Mainly (But Abridged) Mozart

United StatesUnited States Mozart and Dittersdorf: Susan Gulkis Assadi (viola), Jordan Anderson (double bass), Seattle Symphony, Stilian Kirov (conductor), Benaroya Hall, Seattle, 18.10.2013 (BJ)

Mozart: Divertimento in D major, K. 136
Dittersdorf: Sinfonia concertante for viola, double bass, and orchestra
Mozart: Exsultate, jubilate, K. 165
Symphony No. 29 in A major, K. 201

 It could be said, and I think with much justice, that the Seattle Symphony’s associate conductor Stilian Kirov led the orchestra on 18 October in lively and polished performances of Mozart’s D-major Divertimento and 29th Symphony. It could be said equally justly that he led them in lively and polished performances of about seven-tenths of those two works.

Perhaps it is unfair to blame a young conductor for treating repeat marks in a cavalier manner that has, after all, been shared by many of his colleagues, including highly celebrated ones, over the years. But I think times have changed to the point where thinking you know better than Mozart how to shape a musical form is no longer acceptable behavior. The scores of the two works in question contain, spread across their seven movements, eighteen repeat marks, and to ignore as many as ten of them surely counts as cavalier. Nor was there any shortage of time to justify Kirov’s decisions on logistical grounds, since the program took only an hour and 35 minutes to perform, including intermission and the conductor’s quite expansive spoken comments.

I am the more inclined to make an issue of the question of interpretative presumptuousness because, despite his obvious talent, I could not rid myself of the impression that there is something a little too self-indulgent—self-advertising, I might almost say—in Kirov’s manner of conducting. In the preceding weeks, the work of guest conductors Thomas Dausgaard and Andrew Manze had certainly not been lacking in dramatic, at times even histrionic, gesture—but in both their cases the gesture emerged convincingly out of the sense of the music, whereas Kirov seemed to be putting the rhetoric in from outside.

Enough carping—there was indeed much to enjoy in the orchestra’s playing, and nothing to complain about in Kirov’s pacing of either work. The other Mozart piece on the program, the motet Exsultate, jubilate, was also well done: it is a pleasure to note that soprano Maria Mannisto seemed to have eradicated a tendency to let the ends of phrases fade away, which  troubled me slightly in an earlier encounter with her fine voice and assured musicianship.

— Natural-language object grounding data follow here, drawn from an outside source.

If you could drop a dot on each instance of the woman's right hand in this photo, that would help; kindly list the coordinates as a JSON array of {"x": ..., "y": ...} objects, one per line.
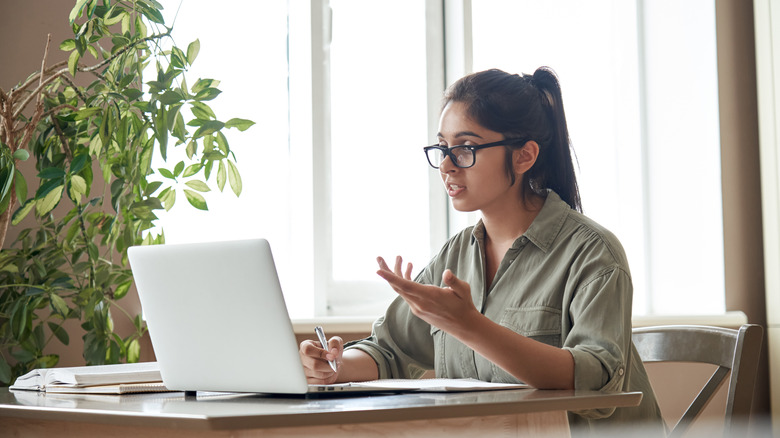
[{"x": 315, "y": 360}]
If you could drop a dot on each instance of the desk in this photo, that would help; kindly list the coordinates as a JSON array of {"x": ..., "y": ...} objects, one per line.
[{"x": 486, "y": 413}]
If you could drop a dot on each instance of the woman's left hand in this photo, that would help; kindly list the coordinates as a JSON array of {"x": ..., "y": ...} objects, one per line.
[{"x": 447, "y": 308}]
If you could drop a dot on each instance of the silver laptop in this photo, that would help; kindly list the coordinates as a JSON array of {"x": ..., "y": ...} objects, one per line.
[{"x": 217, "y": 318}]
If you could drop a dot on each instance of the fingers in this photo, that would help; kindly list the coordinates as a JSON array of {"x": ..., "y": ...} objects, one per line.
[
  {"x": 315, "y": 360},
  {"x": 460, "y": 287},
  {"x": 397, "y": 270},
  {"x": 335, "y": 349}
]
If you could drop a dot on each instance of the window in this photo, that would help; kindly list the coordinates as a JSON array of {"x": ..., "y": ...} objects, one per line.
[
  {"x": 640, "y": 89},
  {"x": 346, "y": 92}
]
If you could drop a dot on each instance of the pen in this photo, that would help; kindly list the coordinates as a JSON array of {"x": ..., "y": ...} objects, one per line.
[{"x": 324, "y": 342}]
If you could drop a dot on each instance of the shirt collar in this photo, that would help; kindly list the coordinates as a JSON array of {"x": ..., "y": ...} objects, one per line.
[{"x": 543, "y": 230}]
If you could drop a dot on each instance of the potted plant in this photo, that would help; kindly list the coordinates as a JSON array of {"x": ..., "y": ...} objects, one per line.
[{"x": 92, "y": 124}]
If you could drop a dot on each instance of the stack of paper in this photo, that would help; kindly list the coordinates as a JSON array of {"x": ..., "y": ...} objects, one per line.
[{"x": 98, "y": 379}]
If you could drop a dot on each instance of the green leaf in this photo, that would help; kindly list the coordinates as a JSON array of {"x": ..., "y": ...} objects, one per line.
[
  {"x": 20, "y": 186},
  {"x": 192, "y": 148},
  {"x": 68, "y": 45},
  {"x": 202, "y": 84},
  {"x": 76, "y": 11},
  {"x": 51, "y": 173},
  {"x": 178, "y": 58},
  {"x": 207, "y": 94},
  {"x": 166, "y": 173},
  {"x": 21, "y": 155},
  {"x": 202, "y": 111},
  {"x": 152, "y": 187},
  {"x": 198, "y": 185},
  {"x": 22, "y": 211},
  {"x": 87, "y": 113},
  {"x": 47, "y": 204},
  {"x": 58, "y": 305},
  {"x": 222, "y": 143},
  {"x": 132, "y": 93},
  {"x": 168, "y": 199},
  {"x": 235, "y": 178},
  {"x": 192, "y": 169},
  {"x": 196, "y": 199},
  {"x": 192, "y": 51},
  {"x": 133, "y": 351},
  {"x": 73, "y": 62},
  {"x": 60, "y": 333},
  {"x": 170, "y": 97},
  {"x": 78, "y": 163},
  {"x": 78, "y": 187},
  {"x": 122, "y": 289},
  {"x": 221, "y": 176},
  {"x": 208, "y": 127},
  {"x": 241, "y": 124},
  {"x": 115, "y": 18},
  {"x": 5, "y": 371}
]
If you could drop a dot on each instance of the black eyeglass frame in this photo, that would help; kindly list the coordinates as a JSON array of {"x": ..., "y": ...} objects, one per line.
[{"x": 448, "y": 151}]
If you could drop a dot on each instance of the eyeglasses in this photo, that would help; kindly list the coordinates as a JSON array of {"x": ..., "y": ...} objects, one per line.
[{"x": 463, "y": 156}]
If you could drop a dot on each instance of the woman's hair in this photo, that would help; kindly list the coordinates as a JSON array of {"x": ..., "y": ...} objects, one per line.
[{"x": 527, "y": 106}]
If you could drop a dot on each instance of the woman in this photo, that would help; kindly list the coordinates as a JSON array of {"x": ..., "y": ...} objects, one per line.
[{"x": 535, "y": 291}]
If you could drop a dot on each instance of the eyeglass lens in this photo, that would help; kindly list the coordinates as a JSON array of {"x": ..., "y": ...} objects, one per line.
[{"x": 464, "y": 157}]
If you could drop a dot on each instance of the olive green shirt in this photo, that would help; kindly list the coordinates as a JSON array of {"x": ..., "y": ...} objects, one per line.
[{"x": 565, "y": 282}]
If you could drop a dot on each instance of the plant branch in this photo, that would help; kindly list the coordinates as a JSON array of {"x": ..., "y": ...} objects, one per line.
[
  {"x": 63, "y": 140},
  {"x": 75, "y": 88},
  {"x": 92, "y": 69}
]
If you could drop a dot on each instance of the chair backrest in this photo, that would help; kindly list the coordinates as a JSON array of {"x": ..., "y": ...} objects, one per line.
[{"x": 731, "y": 350}]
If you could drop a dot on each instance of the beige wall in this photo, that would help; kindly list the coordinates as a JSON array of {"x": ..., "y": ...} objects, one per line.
[
  {"x": 24, "y": 24},
  {"x": 742, "y": 222}
]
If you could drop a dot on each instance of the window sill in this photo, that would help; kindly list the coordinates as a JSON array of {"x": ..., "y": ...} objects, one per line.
[{"x": 359, "y": 324}]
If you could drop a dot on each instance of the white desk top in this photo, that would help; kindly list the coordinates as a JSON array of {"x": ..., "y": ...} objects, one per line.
[{"x": 215, "y": 411}]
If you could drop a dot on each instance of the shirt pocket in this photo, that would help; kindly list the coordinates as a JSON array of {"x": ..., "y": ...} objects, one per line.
[{"x": 540, "y": 323}]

The segment of the afternoon that wasn’t Mozart offered a rare and welcome chance to hear music by Karl Ditters von Dittersdorf, who was not only a skillful composer, but used on occasion to play chamber music in Vienna with Haydn, Mozart, and Mozart’s father, Leopold. His Sinfonia concertante proved, without storming the heavens, to be a thoroughly enjoyable piece. Susan Gulkis Assadi’s account of the solo viola part was characteristically rich-toned and stylishly phrased. Jordan Anderson tackled the double-bass solo with similar conviction, though playing solo double-bass in a 2,500-seat auditorium is a somewhat thankless assignment—it would certainly have sounded more effective in the smaller Nordstrom Recital Hall.